Struggling to fall asleep? Studies have shown that chamomile tea is an excellent sleep aid. Not only that, but it’s also a holistic source of healing for other conditions. An excellent way to stay healthy while you sleep! (Source) Bonus: This tea may help soothe anxiety. Bigelow has a lovely chamomile and lavender tea on the market.

7. Lavender and Citrus

Speaking of lavender, studies have shown lavender to be a helpful aid in alleviating some symptoms of mild to moderate depression and anxiety. (Source) Teavana makes a wonderful lavender and citrus tea that is a miniature spa for the senses.

8. Chai

This list wouldn’t be complete without the ancient and exotic chai. Chai is a perfect example of something that has adapted to the surrounding culture over thousands of years. It was born in India and originally made of a mixture of milk and spices like cinnamon, cardamom, cloves, ginger, pepper, and other regional spices.

It wasn’t until the 1830’s that the British added black tea leaves, making it into masala chai, yet another adaptation of this stimulating tea.
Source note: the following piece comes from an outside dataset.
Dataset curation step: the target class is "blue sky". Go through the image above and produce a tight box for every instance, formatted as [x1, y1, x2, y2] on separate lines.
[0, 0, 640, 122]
A truly American twist on the masala chai is to add a shot of espresso turning it into the all American dirty chai.

9. Green Tea

On the list of food and drink high in antioxidants, green tea sits near the top along with blueberries and chocolate. Touted by many as a tea for weight loss, green tea is a natural appetite suppressant. It also contains caffeine, although the average cup of green tea only has about ⅓ the amount of caffeine that a cup of coffee has. Green tea leaves are more sensitive than black leaves and cannot withstand boiling water poured directly on them without burning. Try letting the teapot cool for a minute before pouring over a green tea bag.

10. Black Tea

Black tea is the most common form of tea in the USA. Even with our love of coffee, Americans still drink billions of gallons of tea every year. (Source) There’s nothing like a creamy cup of black tea in the morning.

A couple cups of black tea is almost equal in caffeine to a morning cup of joe and tea is just as high in antioxidants. (Source) For some, just having a little tea oasis in the morning can cut back on anxiety and prepare you mentally for the stress of the day.